Hi guys! I'm a student and right now I'm following the Digital Signal Processing course at the university. I have to do this exercise using Python:
Analysis of vocal traces with the STFT trying to identify the parts of the signal related to harmonic (vocalized) and non (consonant) sounds. In the case of non-harmonic sounds, you can try to estimate the AR model and then filter out some random noise with the same model. Listening should be able to recognize the original sound.
I'm having a hard time figuring out what to do! I don't really know where to start! I was wondering what the difference was between harmonic (vocalized) and non (consonant) sounds. what is an example of these two types? What topics do I need to know to do this exercise? Recommended books / sites for studying? Can anyone explain this exercise to me please?
Is that talking about voiced vs voiceless consonants? https://campusweb.howardcc.edu/ehicks/YE618/Master...
Or harmonic vs non-harmonic content? The question is confusing to me because I don't know anything about speech recognition.

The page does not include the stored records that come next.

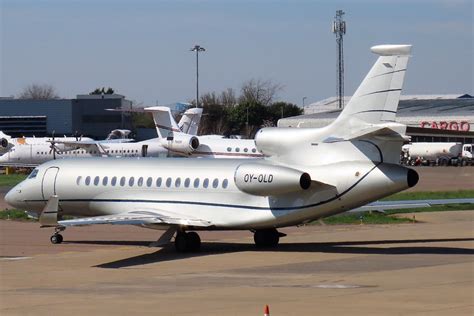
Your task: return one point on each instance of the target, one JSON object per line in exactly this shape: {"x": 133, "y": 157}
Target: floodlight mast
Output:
{"x": 197, "y": 49}
{"x": 339, "y": 28}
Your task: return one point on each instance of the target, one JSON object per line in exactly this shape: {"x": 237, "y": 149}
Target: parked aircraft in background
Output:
{"x": 174, "y": 139}
{"x": 307, "y": 174}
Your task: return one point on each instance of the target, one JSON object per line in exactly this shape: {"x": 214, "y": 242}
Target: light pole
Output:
{"x": 197, "y": 49}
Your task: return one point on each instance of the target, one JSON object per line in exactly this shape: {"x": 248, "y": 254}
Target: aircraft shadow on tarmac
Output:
{"x": 168, "y": 253}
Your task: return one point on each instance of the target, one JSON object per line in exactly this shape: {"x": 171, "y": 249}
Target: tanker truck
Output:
{"x": 440, "y": 154}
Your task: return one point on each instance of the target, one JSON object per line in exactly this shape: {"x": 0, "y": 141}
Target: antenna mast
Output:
{"x": 339, "y": 28}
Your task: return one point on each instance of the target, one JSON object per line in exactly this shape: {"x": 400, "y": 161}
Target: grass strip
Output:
{"x": 460, "y": 194}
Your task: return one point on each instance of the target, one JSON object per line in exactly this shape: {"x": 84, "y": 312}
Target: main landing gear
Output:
{"x": 187, "y": 242}
{"x": 267, "y": 238}
{"x": 57, "y": 238}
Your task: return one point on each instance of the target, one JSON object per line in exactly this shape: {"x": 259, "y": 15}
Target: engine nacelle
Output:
{"x": 181, "y": 143}
{"x": 267, "y": 180}
{"x": 4, "y": 143}
{"x": 274, "y": 141}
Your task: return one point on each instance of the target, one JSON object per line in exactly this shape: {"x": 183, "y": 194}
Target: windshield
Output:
{"x": 33, "y": 174}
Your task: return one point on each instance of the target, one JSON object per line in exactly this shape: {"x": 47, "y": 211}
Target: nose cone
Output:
{"x": 13, "y": 197}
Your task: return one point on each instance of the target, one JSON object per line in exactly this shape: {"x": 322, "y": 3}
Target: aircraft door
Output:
{"x": 144, "y": 150}
{"x": 48, "y": 185}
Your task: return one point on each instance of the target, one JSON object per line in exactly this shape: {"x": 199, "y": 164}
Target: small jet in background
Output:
{"x": 180, "y": 143}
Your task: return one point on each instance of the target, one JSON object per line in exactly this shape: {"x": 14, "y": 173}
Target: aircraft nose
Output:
{"x": 12, "y": 196}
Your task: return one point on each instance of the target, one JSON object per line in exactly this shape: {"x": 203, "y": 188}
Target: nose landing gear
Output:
{"x": 267, "y": 238}
{"x": 57, "y": 238}
{"x": 187, "y": 242}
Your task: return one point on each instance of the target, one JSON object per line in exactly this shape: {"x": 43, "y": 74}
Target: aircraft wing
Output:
{"x": 403, "y": 204}
{"x": 49, "y": 216}
{"x": 136, "y": 218}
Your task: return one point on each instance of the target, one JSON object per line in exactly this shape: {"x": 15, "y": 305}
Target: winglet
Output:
{"x": 391, "y": 50}
{"x": 49, "y": 215}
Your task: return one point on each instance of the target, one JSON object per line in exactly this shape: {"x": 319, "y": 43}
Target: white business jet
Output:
{"x": 307, "y": 174}
{"x": 182, "y": 142}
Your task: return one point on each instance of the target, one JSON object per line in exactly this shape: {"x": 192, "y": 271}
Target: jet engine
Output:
{"x": 181, "y": 143}
{"x": 265, "y": 180}
{"x": 4, "y": 143}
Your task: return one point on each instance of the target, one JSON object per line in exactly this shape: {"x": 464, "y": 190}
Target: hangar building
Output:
{"x": 86, "y": 115}
{"x": 429, "y": 118}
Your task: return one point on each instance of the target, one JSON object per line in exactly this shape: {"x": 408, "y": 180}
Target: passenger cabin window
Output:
{"x": 33, "y": 174}
{"x": 225, "y": 184}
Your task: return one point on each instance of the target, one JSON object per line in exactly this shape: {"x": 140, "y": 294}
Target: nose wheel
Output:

If it's harmonic vs non-harmonic, you should be able to find the harmonics easily, and if not, then it must be non-harmonic. If it's voiced vs voiceless, then use those terms for searching - there must be a lot of info on speech recognition now. The hard part is figuring out what people call the terms. Once you find the key words, you should be able to figure out the way to answer the question.
In a speech (lets say a word utterance), simply vowels are vocalized (harmonic) parts, consonants are plosives, fricatives, nasals, liquids, and semivowels. You may check these.
It is easiest to think of this in terms of the basic LPC model for speech.
Consonants come in pairs which share the same AR synthesis filter (the poles of which are called "formants") but have different excitations.
For voiced consonants the excitation is a pulse train (the pulse rate being called the "pitch") and thus the signal has a line spectrum. For unvoiced consonants the excitation is a noise signal and thus there is a continuous spectrum.
That's the basic theory, but of course in practice it isn't so simple. There are sounds that are partially voiced (e.g., zh), people can whisper in which case there is no voicing, and it can really hard to find the pitch and formants for rapid speech.
It's all explained in chapter 19 of DSPCSP.
Hi, the best way to analyze human speech, other than the traditional fft based spectrum and spectrogram (spectrum vs time), is the cepstrum that clearly makes evident the voiced sounds vs consonants. In simple words the cepstrum is the spectrum of the fft of a signal. On voiced sounds the cepstrum shows a peak corresponding to the pitch of the voice, i.e. shoes the periodicity of the vowel spectrum. On the contrary, the cespstrum of a consonant doesn't show any periodicity in the consonant spectrum.
The cepstrum domain is a strange domain where all traditional terms are anagrams of spectrum terms: cepstrum (spectrum), quefrency, mite (time), rahmonic (harmonic), etc.
Cepstrum is worth of exploration for new analysis functions.